À ces salaires de correcteurs on nous permettra de comparer rapidement quelques salaires de compagnons, soit imprimeurs, soit compositeurs[1] : « Les ouvriers ordinaires gagnaient chez Plantin une moyenne de 100 à 110 florins annuellement. Les bons ouvriers dépassaient parfois ce chiffre. Georges van Spangenberg, l’imprimeur, gagna en 1568, 122 florins 16 1 /2 sous ; Gilles de Villenfagne gagna, l’année suivante, 130 florins. Les compositeurs habiles touchaient un salaire plus élevé. Ainsi, en 1566, Corneille Tol gagna 150 florins ; Josse Neersman reçut, du 1er juillet 1569 au 1er juillet 1570, 165 florins. » Ces compagnons n’étaient point, semble-t-il, « aux despens ».

« Nous rencontrons deux ouvriers compositeurs demeurant pendant quelque temps dans l’imprimerie même. Ce sont Jacques Roche, qui, en 1563, outre le logis et la nourriture, reçoit 13 sous par semaine, et Josse Meersman, qui, le 1er octobre 1576, s’engage à servir Plantin moyennant 50 florins par an et ses despens. Le 27 novembre 1577, un nouveau contrat intervient avec ce dernier ouvrier, et Plantin s’engage à lui payer 100 florins par an, outre les dépenses. »

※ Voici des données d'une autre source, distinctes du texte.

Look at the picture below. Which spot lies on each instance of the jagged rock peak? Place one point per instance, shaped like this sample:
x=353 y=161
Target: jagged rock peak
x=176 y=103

Les livres de comptes de l’imprimerie plantinienne se poursuivent jusqu’au xixe siècle. Ils sont incontestablement, pour l’étude des salaires dans notre profession, une mine d’une richesse exceptionnelle, où nous aurions été heureux de continuer à puiser si les circonstances nous l’avaient permis. — En France, nous ne possédons malheureusement rien de semblable ; nos grandes imprimeries du xvie siècle (les Estienne), du xviie (les Vitré[2] et Cramoisy[3]) et du xviiie (les Didot, les Le Breton) ont disparu sans laisser, croyons-nous, les docu-

  1. D’après M. Max Rooses, Christophe Plantin, imprimeur anversois, p. 243.
  2. Vitré imprima la fameuse Bible polyglotte de Lejai, dont l’impression se prolongea dix-sept années durant, de 1628 à 1645 ; le Corps de Droit de 1638, 2 vol. in-folio ; une Bible latine, I vol. in-folio. Comblé d’honneurs, Vitré fut l’imprimeur du roi pour les langues orientales, et l’imprimeur du clergé.
  3. Cramoisy fut le premier directeur de l’Imprimerie Royale installée au Louvre par Louis XIII.